The outcomes prove that this approach works, Darby said. Sellers who have worked with Alaris have said that they would choose to work with the firm again if given the chance, he said.
Crucially, it is vital for sellers to clearly understand the full scope of what will be required of them post-closing.
Sellers are essentially giving up some degree of autonomy in the deal, but this varies depending on the buyer's model, Darby said.
There are six main decision-making factors the sellers need to determine what they wish to keep versus what they are ok to divest: Strategy; finances; staffing; client experience; calendar; and growth profile.
Real growth
Darby stresses the need to differentiate between a firm’s organic growth and the market's growth. If a firm’s growth is driven mostly by market performance rather than internal growth, the firm’s actual growth may be minimal or even negative once market changes are accounted for, he said.
“Sellers must understand what a headline offer is compared to the base offer. Headline offers can be deceiving and unrealistic.
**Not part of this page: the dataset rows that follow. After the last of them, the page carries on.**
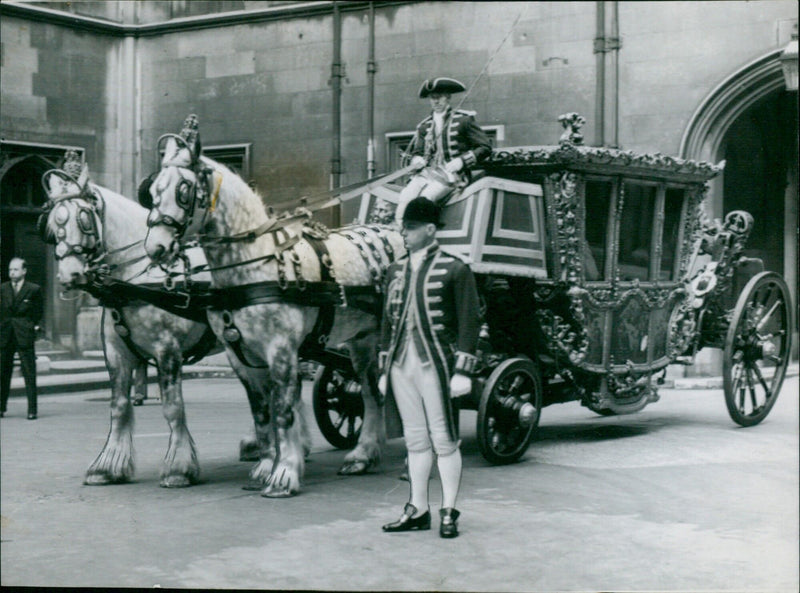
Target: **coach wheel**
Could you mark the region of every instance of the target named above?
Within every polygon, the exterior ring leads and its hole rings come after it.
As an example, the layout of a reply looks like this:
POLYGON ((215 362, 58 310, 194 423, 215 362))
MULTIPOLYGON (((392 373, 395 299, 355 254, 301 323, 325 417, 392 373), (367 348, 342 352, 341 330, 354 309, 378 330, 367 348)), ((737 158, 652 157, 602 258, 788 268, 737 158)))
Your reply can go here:
POLYGON ((767 417, 783 384, 792 347, 789 289, 775 272, 750 279, 736 301, 722 359, 728 413, 753 426, 767 417))
POLYGON ((508 359, 492 371, 478 405, 477 436, 490 463, 517 461, 528 449, 542 410, 539 369, 527 358, 508 359))
POLYGON ((314 417, 322 436, 338 449, 352 449, 364 421, 361 384, 352 372, 321 366, 314 377, 314 417))

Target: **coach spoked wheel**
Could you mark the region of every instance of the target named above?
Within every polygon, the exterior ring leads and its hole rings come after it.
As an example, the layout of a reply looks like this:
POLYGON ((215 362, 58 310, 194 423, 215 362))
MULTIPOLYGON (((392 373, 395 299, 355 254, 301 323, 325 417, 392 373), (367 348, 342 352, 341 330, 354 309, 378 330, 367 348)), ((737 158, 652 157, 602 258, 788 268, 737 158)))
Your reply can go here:
POLYGON ((528 449, 542 410, 542 380, 528 358, 509 358, 492 371, 478 404, 478 447, 490 463, 517 461, 528 449))
POLYGON ((736 301, 722 359, 728 413, 753 426, 767 417, 783 384, 792 347, 789 289, 775 272, 762 272, 736 301))
POLYGON ((314 417, 322 436, 338 449, 352 449, 364 421, 361 383, 351 371, 321 366, 314 377, 314 417))

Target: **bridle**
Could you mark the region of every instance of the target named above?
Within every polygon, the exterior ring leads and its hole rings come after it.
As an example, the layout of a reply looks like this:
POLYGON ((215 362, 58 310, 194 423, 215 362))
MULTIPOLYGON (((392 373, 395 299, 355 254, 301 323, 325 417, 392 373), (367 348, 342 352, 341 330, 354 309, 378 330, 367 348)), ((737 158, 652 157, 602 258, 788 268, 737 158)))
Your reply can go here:
MULTIPOLYGON (((51 169, 42 175, 42 185, 44 185, 46 193, 50 188, 49 180, 53 176, 59 177, 62 181, 78 185, 77 181, 68 173, 60 169, 51 169)), ((104 244, 103 214, 105 213, 105 202, 103 202, 103 199, 88 187, 81 188, 75 193, 52 198, 45 204, 40 215, 40 230, 44 231, 51 211, 53 212, 52 216, 56 231, 54 235, 42 232, 42 239, 46 243, 56 246, 56 260, 60 261, 70 255, 97 259, 98 251, 104 244), (70 243, 67 240, 67 223, 71 216, 71 212, 65 204, 67 201, 72 201, 76 205, 75 216, 80 233, 80 241, 77 243, 70 243)), ((102 257, 102 254, 100 257, 102 257)))
MULTIPOLYGON (((164 148, 164 143, 169 139, 175 140, 189 150, 186 141, 177 134, 164 134, 157 142, 159 153, 162 148, 164 148)), ((164 148, 164 150, 166 149, 164 148)), ((189 150, 189 152, 192 154, 191 150, 189 150)), ((194 160, 194 155, 192 156, 194 160)), ((197 161, 195 160, 195 162, 197 161)), ((183 164, 174 162, 171 163, 169 160, 162 162, 162 170, 165 167, 174 167, 180 177, 180 181, 178 181, 175 187, 175 204, 180 209, 182 217, 181 220, 178 220, 173 216, 164 214, 159 208, 160 199, 156 196, 156 199, 153 201, 153 207, 150 210, 150 215, 147 217, 147 226, 148 228, 153 228, 155 226, 170 227, 174 229, 175 234, 179 238, 184 238, 199 231, 205 224, 206 216, 212 204, 210 180, 213 178, 213 171, 210 168, 184 166, 183 164), (184 173, 185 171, 193 173, 197 181, 192 181, 187 177, 184 173), (198 210, 200 209, 203 211, 202 216, 198 216, 198 210)), ((158 176, 156 176, 153 183, 158 183, 158 176)))
MULTIPOLYGON (((49 180, 52 176, 61 178, 62 181, 75 183, 68 173, 60 169, 52 169, 42 175, 42 184, 45 192, 49 194, 49 180)), ((139 245, 142 240, 134 241, 117 249, 105 249, 105 212, 106 205, 100 193, 95 188, 90 188, 88 184, 78 192, 64 194, 51 198, 44 205, 42 214, 37 223, 42 240, 45 243, 55 245, 55 258, 61 261, 69 256, 86 259, 87 273, 99 271, 104 268, 109 272, 112 265, 108 263, 108 258, 112 255, 122 253, 139 245), (72 213, 66 206, 66 202, 75 204, 76 224, 80 239, 77 243, 70 243, 67 239, 67 225, 72 213), (46 232, 47 223, 52 212, 53 222, 55 223, 55 233, 46 232)), ((131 260, 114 264, 113 267, 134 263, 146 256, 133 258, 131 260)))

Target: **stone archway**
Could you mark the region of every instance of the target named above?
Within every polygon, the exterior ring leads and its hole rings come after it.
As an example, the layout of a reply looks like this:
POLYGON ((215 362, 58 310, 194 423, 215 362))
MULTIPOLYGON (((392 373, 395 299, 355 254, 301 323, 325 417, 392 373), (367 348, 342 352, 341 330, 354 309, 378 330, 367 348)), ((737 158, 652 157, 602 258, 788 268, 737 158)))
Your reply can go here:
MULTIPOLYGON (((686 127, 680 156, 726 160, 725 173, 711 183, 707 211, 713 217, 734 209, 760 216, 749 255, 784 276, 796 311, 797 95, 786 90, 781 51, 745 64, 708 94, 686 127)), ((797 327, 795 319, 795 352, 797 327)))
POLYGON ((47 200, 41 183, 42 174, 56 167, 60 154, 63 154, 60 149, 58 157, 55 150, 50 152, 52 156, 36 152, 20 154, 3 146, 0 161, 0 266, 5 281, 11 258, 25 259, 28 280, 39 284, 44 293, 46 341, 51 344, 67 342, 65 345, 69 346, 75 332, 76 307, 74 303, 59 299, 53 249, 40 239, 36 231, 36 221, 47 200))

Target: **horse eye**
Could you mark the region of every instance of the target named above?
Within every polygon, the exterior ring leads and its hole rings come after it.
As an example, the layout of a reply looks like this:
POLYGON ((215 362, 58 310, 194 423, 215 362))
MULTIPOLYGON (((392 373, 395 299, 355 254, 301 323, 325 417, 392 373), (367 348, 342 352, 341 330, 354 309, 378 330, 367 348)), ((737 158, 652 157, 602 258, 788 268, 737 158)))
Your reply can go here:
POLYGON ((64 204, 59 204, 55 213, 56 223, 66 224, 69 220, 69 209, 64 204))
POLYGON ((175 198, 178 200, 178 204, 183 207, 188 206, 190 197, 189 182, 181 181, 180 185, 178 185, 178 189, 175 192, 175 198))
POLYGON ((88 210, 82 209, 78 212, 78 225, 84 233, 94 233, 94 219, 88 210))

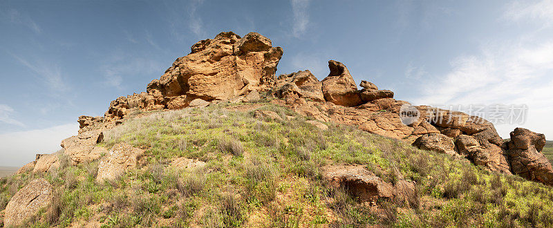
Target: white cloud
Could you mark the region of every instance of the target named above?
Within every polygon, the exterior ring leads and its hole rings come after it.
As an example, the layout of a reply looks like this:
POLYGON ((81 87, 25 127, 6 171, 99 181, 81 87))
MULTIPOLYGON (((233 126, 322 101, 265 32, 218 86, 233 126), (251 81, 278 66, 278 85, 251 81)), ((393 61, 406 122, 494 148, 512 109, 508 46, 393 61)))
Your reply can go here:
POLYGON ((38 24, 37 24, 29 15, 22 13, 17 10, 8 9, 6 11, 3 11, 2 15, 3 16, 3 17, 8 18, 11 23, 25 26, 35 33, 40 33, 42 31, 38 24))
POLYGON ((309 16, 307 12, 309 1, 292 0, 292 12, 294 14, 292 32, 294 37, 299 37, 303 35, 309 25, 309 16))
POLYGON ((410 62, 405 68, 405 77, 408 79, 420 79, 422 76, 428 75, 428 72, 424 68, 424 66, 415 66, 413 62, 410 62))
POLYGON ((67 124, 45 129, 0 134, 0 166, 20 167, 35 160, 37 153, 61 149, 62 140, 77 133, 79 124, 67 124))
POLYGON ((19 126, 25 126, 22 122, 12 118, 12 114, 15 112, 12 107, 0 104, 0 122, 19 126))
POLYGON ((514 21, 534 20, 553 21, 553 0, 513 1, 507 5, 503 17, 514 21))
MULTIPOLYGON (((27 59, 10 53, 23 66, 35 73, 42 81, 42 84, 53 91, 63 91, 69 88, 62 76, 59 66, 44 59, 35 59, 31 64, 27 59)), ((35 58, 36 59, 36 58, 35 58)))
POLYGON ((164 64, 151 58, 135 57, 126 53, 115 53, 106 57, 100 68, 104 75, 103 84, 122 88, 125 79, 138 74, 158 74, 164 64))

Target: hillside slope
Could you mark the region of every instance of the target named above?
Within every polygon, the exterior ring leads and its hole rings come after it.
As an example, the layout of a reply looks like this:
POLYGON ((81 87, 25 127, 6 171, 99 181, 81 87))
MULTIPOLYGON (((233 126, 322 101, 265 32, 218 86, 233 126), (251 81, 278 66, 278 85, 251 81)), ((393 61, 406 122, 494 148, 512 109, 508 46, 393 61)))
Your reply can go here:
POLYGON ((100 144, 144 149, 136 167, 97 182, 98 160, 72 166, 62 153, 49 172, 2 178, 0 209, 44 178, 53 202, 28 218, 29 226, 553 225, 550 187, 350 126, 313 124, 267 99, 137 111, 100 144), (191 160, 176 162, 183 158, 191 160), (360 202, 325 175, 329 167, 353 164, 391 185, 412 182, 416 194, 360 202))

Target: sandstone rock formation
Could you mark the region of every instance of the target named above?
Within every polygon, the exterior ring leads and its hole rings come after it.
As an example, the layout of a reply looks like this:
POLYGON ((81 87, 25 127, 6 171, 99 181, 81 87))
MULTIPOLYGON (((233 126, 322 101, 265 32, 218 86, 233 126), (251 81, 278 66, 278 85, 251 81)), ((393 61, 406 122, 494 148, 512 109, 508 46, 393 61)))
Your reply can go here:
POLYGON ((20 225, 39 210, 50 205, 53 193, 52 185, 44 178, 31 181, 17 191, 6 207, 4 225, 20 225))
POLYGON ((440 133, 433 133, 420 136, 413 142, 413 145, 423 150, 456 154, 453 140, 440 133))
POLYGON ((136 167, 138 160, 144 155, 144 150, 120 142, 113 146, 100 162, 97 181, 114 180, 128 169, 136 167))
POLYGON ((36 162, 32 171, 35 173, 46 172, 50 169, 59 167, 59 155, 57 153, 37 154, 36 162))
POLYGON ((111 102, 106 119, 121 119, 132 108, 178 109, 196 99, 227 100, 274 84, 274 73, 283 50, 265 37, 250 32, 244 37, 221 32, 198 41, 187 56, 178 58, 147 93, 111 102))
POLYGON ((375 202, 392 198, 393 186, 384 182, 361 165, 325 167, 323 178, 335 187, 341 187, 362 202, 375 202))
POLYGON ((322 82, 325 100, 348 107, 361 104, 357 86, 346 66, 339 61, 329 60, 328 68, 330 73, 322 82))
POLYGON ((553 169, 541 150, 545 137, 529 130, 516 128, 511 132, 509 157, 513 173, 530 180, 553 185, 553 169))
POLYGON ((323 178, 337 188, 344 188, 361 202, 395 199, 408 207, 418 207, 415 184, 398 180, 388 183, 362 165, 332 165, 323 168, 323 178))
POLYGON ((297 98, 324 102, 323 84, 309 70, 282 75, 276 79, 274 95, 292 103, 297 98))

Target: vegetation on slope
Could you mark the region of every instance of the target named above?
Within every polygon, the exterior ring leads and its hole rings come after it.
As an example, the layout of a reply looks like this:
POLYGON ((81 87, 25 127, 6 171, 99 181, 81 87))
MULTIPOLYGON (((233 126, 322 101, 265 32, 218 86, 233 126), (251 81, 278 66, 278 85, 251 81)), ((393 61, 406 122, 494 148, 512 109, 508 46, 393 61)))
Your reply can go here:
POLYGON ((147 149, 139 169, 96 183, 97 162, 75 167, 62 155, 57 171, 2 178, 0 210, 44 177, 56 197, 29 226, 553 226, 550 187, 347 126, 320 130, 270 103, 134 114, 106 132, 102 146, 126 142, 147 149), (281 119, 256 118, 256 109, 281 119), (174 169, 178 157, 207 165, 174 169), (331 164, 365 165, 391 182, 415 181, 418 203, 360 204, 324 182, 321 168, 331 164))

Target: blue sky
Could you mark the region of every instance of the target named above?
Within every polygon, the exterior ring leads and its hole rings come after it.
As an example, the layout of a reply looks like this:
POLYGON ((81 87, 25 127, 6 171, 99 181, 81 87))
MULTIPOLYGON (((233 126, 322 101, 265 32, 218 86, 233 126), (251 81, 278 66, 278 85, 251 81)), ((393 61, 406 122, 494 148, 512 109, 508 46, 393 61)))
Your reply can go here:
POLYGON ((145 91, 198 40, 258 32, 277 74, 344 63, 413 104, 526 104, 553 137, 553 1, 2 1, 0 165, 77 133, 77 117, 145 91))

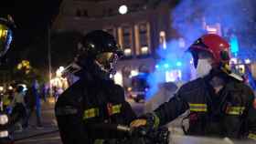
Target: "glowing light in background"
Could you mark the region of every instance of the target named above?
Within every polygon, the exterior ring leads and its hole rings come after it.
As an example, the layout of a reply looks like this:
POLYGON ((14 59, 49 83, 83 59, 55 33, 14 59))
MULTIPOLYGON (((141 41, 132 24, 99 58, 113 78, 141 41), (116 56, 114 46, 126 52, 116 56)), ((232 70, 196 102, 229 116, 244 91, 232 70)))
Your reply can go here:
POLYGON ((239 52, 239 41, 238 37, 235 35, 232 35, 230 37, 230 48, 231 53, 237 54, 239 52))
POLYGON ((180 61, 176 62, 176 66, 177 67, 181 67, 182 66, 182 63, 180 61))
POLYGON ((251 63, 251 60, 249 58, 245 59, 244 60, 245 64, 250 64, 251 63))
POLYGON ((123 76, 120 71, 116 72, 116 74, 113 76, 113 79, 115 84, 123 86, 123 76))
POLYGON ((133 70, 131 70, 130 77, 138 76, 138 75, 139 75, 139 71, 137 69, 133 69, 133 70))
POLYGON ((118 11, 121 15, 124 15, 128 12, 128 7, 125 5, 123 5, 119 7, 118 11))
POLYGON ((168 68, 169 67, 169 64, 165 64, 164 67, 165 67, 165 68, 168 68))

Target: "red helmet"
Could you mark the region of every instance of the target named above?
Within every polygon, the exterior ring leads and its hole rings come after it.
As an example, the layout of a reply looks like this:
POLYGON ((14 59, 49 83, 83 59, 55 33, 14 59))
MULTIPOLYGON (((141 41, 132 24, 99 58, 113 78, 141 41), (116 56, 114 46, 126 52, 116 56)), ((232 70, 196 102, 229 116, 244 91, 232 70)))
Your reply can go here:
POLYGON ((230 59, 229 44, 216 34, 202 36, 189 46, 188 51, 192 53, 195 67, 197 65, 197 53, 199 51, 209 52, 216 64, 229 63, 230 59))

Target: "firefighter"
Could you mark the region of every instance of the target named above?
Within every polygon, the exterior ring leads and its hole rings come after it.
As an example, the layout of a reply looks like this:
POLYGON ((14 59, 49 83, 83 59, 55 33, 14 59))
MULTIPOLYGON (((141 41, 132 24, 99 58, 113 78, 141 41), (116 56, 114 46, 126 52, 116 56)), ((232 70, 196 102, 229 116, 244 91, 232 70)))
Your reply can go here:
MULTIPOLYGON (((5 54, 10 48, 12 40, 13 40, 13 34, 14 30, 16 28, 14 20, 10 15, 0 15, 0 65, 5 62, 5 54)), ((1 66, 0 66, 1 67, 1 66)), ((6 132, 9 129, 9 124, 11 123, 12 118, 7 118, 7 115, 3 111, 3 99, 1 99, 1 112, 0 112, 0 117, 1 117, 1 126, 0 126, 0 132, 6 132), (7 119, 7 120, 6 120, 7 119)), ((0 136, 0 143, 13 143, 13 139, 7 132, 6 134, 1 135, 0 136)))
POLYGON ((189 109, 185 134, 256 140, 255 97, 242 78, 230 71, 229 43, 207 34, 188 51, 198 77, 182 86, 154 112, 133 120, 131 127, 157 128, 189 109))
POLYGON ((10 15, 0 15, 0 57, 3 57, 10 47, 15 27, 10 15))
POLYGON ((62 142, 117 143, 124 134, 94 126, 129 125, 135 118, 123 89, 110 78, 123 51, 113 36, 101 30, 87 34, 81 44, 73 64, 80 79, 59 96, 55 107, 62 142))

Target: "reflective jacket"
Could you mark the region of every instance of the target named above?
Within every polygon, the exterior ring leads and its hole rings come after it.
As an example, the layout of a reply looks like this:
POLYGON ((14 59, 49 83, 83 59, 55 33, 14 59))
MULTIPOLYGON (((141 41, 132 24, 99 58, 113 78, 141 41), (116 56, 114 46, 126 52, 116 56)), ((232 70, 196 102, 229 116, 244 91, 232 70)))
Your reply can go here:
POLYGON ((254 100, 252 90, 234 78, 226 79, 219 94, 214 94, 208 80, 198 78, 156 108, 155 122, 166 124, 189 109, 189 135, 256 139, 254 100))
POLYGON ((93 126, 129 125, 135 118, 120 86, 89 73, 59 96, 55 113, 63 144, 103 143, 106 139, 123 139, 123 133, 93 126))

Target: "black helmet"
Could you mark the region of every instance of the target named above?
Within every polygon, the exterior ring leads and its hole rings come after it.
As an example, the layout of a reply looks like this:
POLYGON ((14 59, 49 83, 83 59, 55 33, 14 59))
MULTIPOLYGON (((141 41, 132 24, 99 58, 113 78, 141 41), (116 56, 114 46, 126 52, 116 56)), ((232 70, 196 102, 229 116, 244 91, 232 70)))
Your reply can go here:
POLYGON ((123 56, 114 37, 102 30, 88 33, 79 47, 76 62, 96 75, 109 77, 114 71, 117 59, 123 56))
POLYGON ((15 27, 16 26, 11 15, 0 15, 0 57, 3 57, 10 47, 15 27))

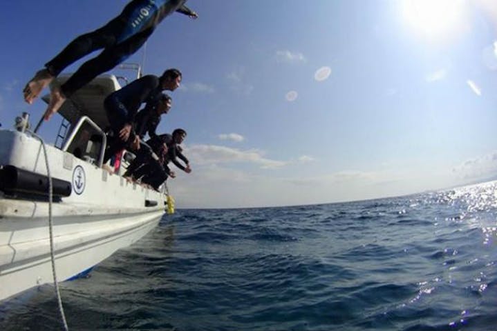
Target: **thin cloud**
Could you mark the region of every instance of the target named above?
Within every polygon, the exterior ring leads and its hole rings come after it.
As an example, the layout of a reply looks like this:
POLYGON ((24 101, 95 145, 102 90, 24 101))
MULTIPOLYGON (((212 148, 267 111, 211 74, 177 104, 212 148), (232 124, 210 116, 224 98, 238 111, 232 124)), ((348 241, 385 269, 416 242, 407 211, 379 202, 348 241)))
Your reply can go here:
POLYGON ((303 54, 290 50, 278 50, 276 52, 276 59, 278 62, 287 63, 306 63, 307 60, 303 54))
POLYGON ((198 164, 249 163, 258 164, 262 169, 276 169, 288 164, 288 162, 266 159, 257 150, 241 150, 217 145, 194 145, 185 150, 190 158, 198 164))
POLYGON ((218 138, 221 140, 230 140, 236 143, 239 143, 245 140, 245 137, 238 133, 221 133, 218 135, 218 138))
POLYGON ((298 97, 299 93, 297 91, 290 91, 285 95, 285 99, 286 99, 287 101, 292 102, 297 100, 298 97))
POLYGON ((302 163, 312 162, 315 161, 315 159, 312 157, 310 157, 308 155, 302 155, 301 157, 299 157, 297 159, 299 160, 299 162, 302 163))
POLYGON ((330 67, 321 67, 314 73, 314 79, 317 81, 323 81, 328 79, 331 74, 330 67))
POLYGON ((485 178, 497 174, 497 151, 469 159, 452 169, 464 179, 485 178))
POLYGON ((447 71, 445 69, 440 69, 434 72, 432 72, 425 77, 425 80, 428 82, 440 81, 445 78, 447 74, 447 71))
POLYGON ((254 90, 254 86, 245 81, 245 68, 239 67, 228 72, 226 79, 230 83, 232 90, 243 95, 250 95, 254 90))
POLYGON ((475 92, 476 95, 478 97, 480 97, 482 95, 482 91, 480 90, 480 88, 475 83, 474 81, 471 81, 471 79, 468 79, 466 81, 466 83, 467 83, 468 86, 471 88, 471 89, 473 90, 473 92, 475 92))
POLYGON ((397 90, 396 88, 387 88, 386 90, 385 91, 385 94, 386 94, 387 97, 393 97, 393 96, 397 94, 398 92, 399 92, 399 90, 397 90))

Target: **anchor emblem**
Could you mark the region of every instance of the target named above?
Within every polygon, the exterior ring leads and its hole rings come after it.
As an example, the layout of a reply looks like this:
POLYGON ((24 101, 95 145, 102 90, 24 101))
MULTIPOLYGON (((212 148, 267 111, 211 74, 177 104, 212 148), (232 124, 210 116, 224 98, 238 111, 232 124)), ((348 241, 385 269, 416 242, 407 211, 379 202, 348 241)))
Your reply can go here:
POLYGON ((73 172, 73 188, 77 194, 81 194, 84 191, 86 179, 83 167, 77 166, 75 168, 73 172))

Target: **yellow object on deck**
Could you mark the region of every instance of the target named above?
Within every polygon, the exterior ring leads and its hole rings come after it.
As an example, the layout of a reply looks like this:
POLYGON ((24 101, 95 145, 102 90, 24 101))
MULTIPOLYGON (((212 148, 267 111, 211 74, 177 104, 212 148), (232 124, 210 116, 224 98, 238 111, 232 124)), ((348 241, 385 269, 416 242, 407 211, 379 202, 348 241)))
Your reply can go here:
POLYGON ((174 214, 174 198, 171 195, 168 195, 166 203, 167 203, 167 214, 174 214))

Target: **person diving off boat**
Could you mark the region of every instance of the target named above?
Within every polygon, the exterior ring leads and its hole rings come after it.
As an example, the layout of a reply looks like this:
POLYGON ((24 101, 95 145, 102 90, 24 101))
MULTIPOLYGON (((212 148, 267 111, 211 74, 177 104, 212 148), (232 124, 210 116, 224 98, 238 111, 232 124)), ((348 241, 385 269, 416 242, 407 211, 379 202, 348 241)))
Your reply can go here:
MULTIPOLYGON (((153 74, 142 77, 120 90, 110 94, 104 101, 104 107, 111 125, 113 139, 104 157, 104 163, 117 152, 130 144, 132 149, 140 148, 140 137, 145 134, 145 128, 150 134, 153 124, 143 123, 145 119, 138 119, 136 114, 138 108, 146 103, 146 109, 154 109, 160 114, 167 113, 171 107, 171 98, 164 97, 162 91, 174 91, 181 82, 181 72, 178 69, 168 69, 160 77, 153 74), (137 131, 138 134, 137 134, 137 131)), ((149 121, 147 120, 147 121, 149 121)), ((157 122, 158 124, 158 121, 157 122)), ((155 128, 153 128, 155 134, 155 128)))
POLYGON ((189 174, 191 172, 189 161, 182 154, 182 149, 180 146, 186 137, 185 130, 177 128, 172 134, 160 134, 149 139, 147 143, 158 156, 158 160, 151 157, 150 151, 140 149, 123 177, 126 179, 140 179, 142 183, 150 185, 158 190, 169 177, 176 177, 176 174, 168 166, 169 162, 189 174), (181 164, 178 159, 181 159, 185 165, 181 164))
POLYGON ((132 0, 117 17, 105 26, 71 41, 59 54, 36 72, 23 90, 24 100, 32 103, 50 83, 68 66, 92 52, 104 49, 83 63, 64 83, 53 86, 44 115, 48 121, 67 98, 134 54, 168 15, 178 12, 192 19, 198 15, 185 6, 187 0, 132 0))

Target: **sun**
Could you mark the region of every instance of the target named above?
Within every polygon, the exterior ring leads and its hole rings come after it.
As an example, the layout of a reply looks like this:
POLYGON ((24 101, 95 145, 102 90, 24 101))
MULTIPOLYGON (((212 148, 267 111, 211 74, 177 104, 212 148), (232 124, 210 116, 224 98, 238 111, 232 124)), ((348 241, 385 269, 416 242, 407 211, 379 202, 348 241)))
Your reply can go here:
POLYGON ((433 41, 460 35, 467 24, 465 0, 402 0, 402 18, 417 33, 433 41))

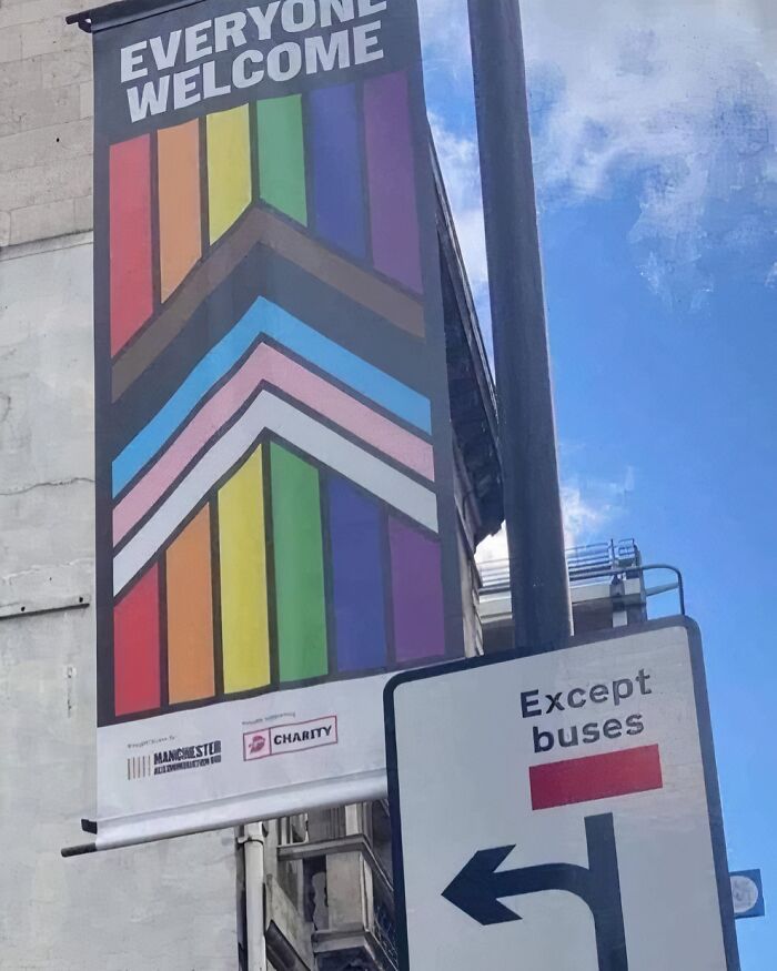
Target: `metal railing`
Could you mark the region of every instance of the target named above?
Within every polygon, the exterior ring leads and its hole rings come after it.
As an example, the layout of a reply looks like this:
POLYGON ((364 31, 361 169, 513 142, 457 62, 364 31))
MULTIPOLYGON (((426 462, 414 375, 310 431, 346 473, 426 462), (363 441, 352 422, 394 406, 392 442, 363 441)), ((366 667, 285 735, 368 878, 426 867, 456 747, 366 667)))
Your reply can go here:
MULTIPOLYGON (((573 546, 566 550, 569 583, 577 584, 597 577, 609 577, 624 570, 637 570, 642 566, 639 548, 634 539, 610 539, 609 543, 592 543, 573 546)), ((495 559, 480 565, 481 590, 498 593, 509 587, 509 563, 495 559)))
Knowing what EBITDA [earnings before interest, taxation, depreciation and amortization] is and how it is being calculated is just as important as what the multiple applied to EBTIDA is,” he said. “Sellers often realize that lack of interest in growth directly affects their company’s valuation.”
Trends
Darby said firms are increasingly buying businesses to create “one-stop shops” that offer comprehensive services, from investment to accounting and financial planning. This trend is driven by the question about “What can we surround the client with?” he added.
To illustrate this trend, in 2024, Cerity Partners acquired FB&D LLP, an accounting firm for high net worth clients, while F L Putnam bought Darwin Trust Co.